Jesus made it perfectly clear that the geographical situation or the kind of building is immaterial to worship. It is the spiritual condition of the worshiper and not his physical location that determines whether or not his worship is acceptable to the Father.

Jeremiah reminded the people of the purpose for which they had come to the Temple. It was to repent of their sins, make things right and worship God from their hearts.

Legal disputes could no longer be based on favoritism; oppression of the helpless was to stop. The “stranger” was the foreigners who lived in the land but was not part of the covenant people. Nevertheless, he was to be treated with kindness and compassion.

Orphans and widows were to receive the full protection they could not provide for themselves. Murders and idolatry were to cease. They were going to the Temple, but were still doing these things—an outward pretense of worshiping God but their hearts were still hard and calloused, far from being right with God.

God is not as interested in our ritual on Sunday as He is in our behavior on Monday. The place to judge whether a Christian is genuine or not, is not to watch him in church on Sunday but to see him at work on Monday.

Jeremiah 7:23

But this thing commanded I them, saying, Obey my voice, and I will be your God, and ye shall be my people: and walk ye in all the ways that I have commanded you, that it may be well unto you.

God clearly states for them, again, that what He wants is their obedience. Coming to the Temple is wonderful, but it is no substitute for obedience.

Just as the Jews of Jeremiah’s day were deluded by false prophets, many are still deceived by messengers of a worldly gospel, that helps sinners feel comfortable.

But the beauty of the gospel is its simplicity. John 3:16 is so uncomplicated that a child can understand and apply it.

John 3:16

For God so loved the world that he gave his only begotten Son, that whosoever believeth in him should not perish, but have everlasting life.

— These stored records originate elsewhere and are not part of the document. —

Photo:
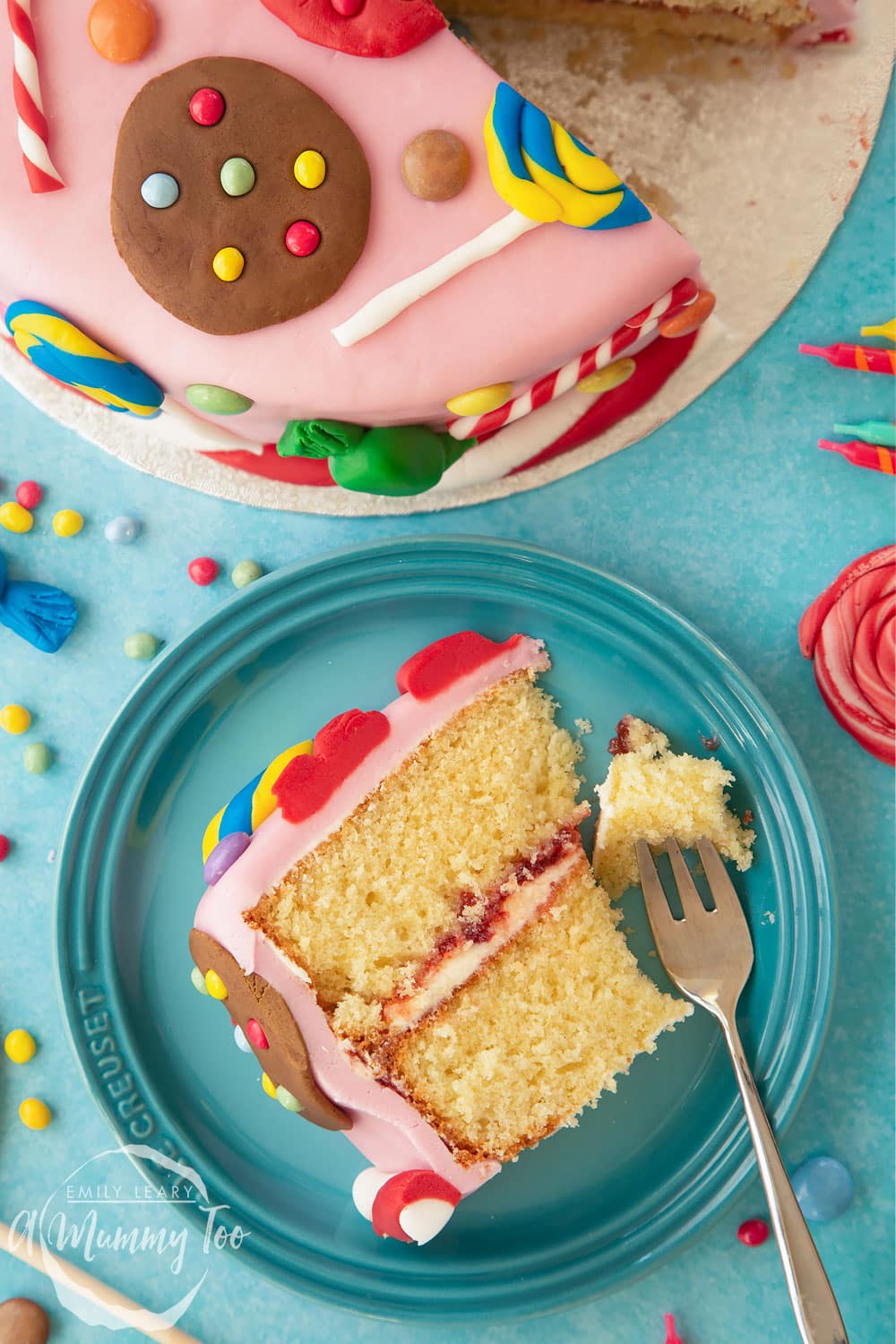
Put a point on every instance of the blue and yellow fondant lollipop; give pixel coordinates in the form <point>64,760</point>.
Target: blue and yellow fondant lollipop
<point>546,174</point>
<point>65,352</point>
<point>253,804</point>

The Lord told the people they might as well eat the burnt offerings too because they no longer meant anything to Him. They had become mere flesh with no spiritual significance. As far as the Lord was concerned, He invited them to pile up all their burnt offerings and eat them, as they would any other meat. The spiritual condition of the people made all of their sacrifices worthless.

God’s promise of blessings on the nation was conditional. Obey My voice and walk ye in all the ways that I have commanded you. That was the condition. When it was met, the relationship would be beautiful. God would become a personal God and the Jews would be His people.

Jeremiah did not have people come forward and declare themselves for God. His message went unheeded, yet it was his responsibility to deliver the message. God bid him to do the job, to give out His Word, even if there was no response to it.

It is not important for us to be able to count heads or noses and see a response to our message. The important thing is the report we must give to God, to be faithful in giving out His Word and backing it up with our lives.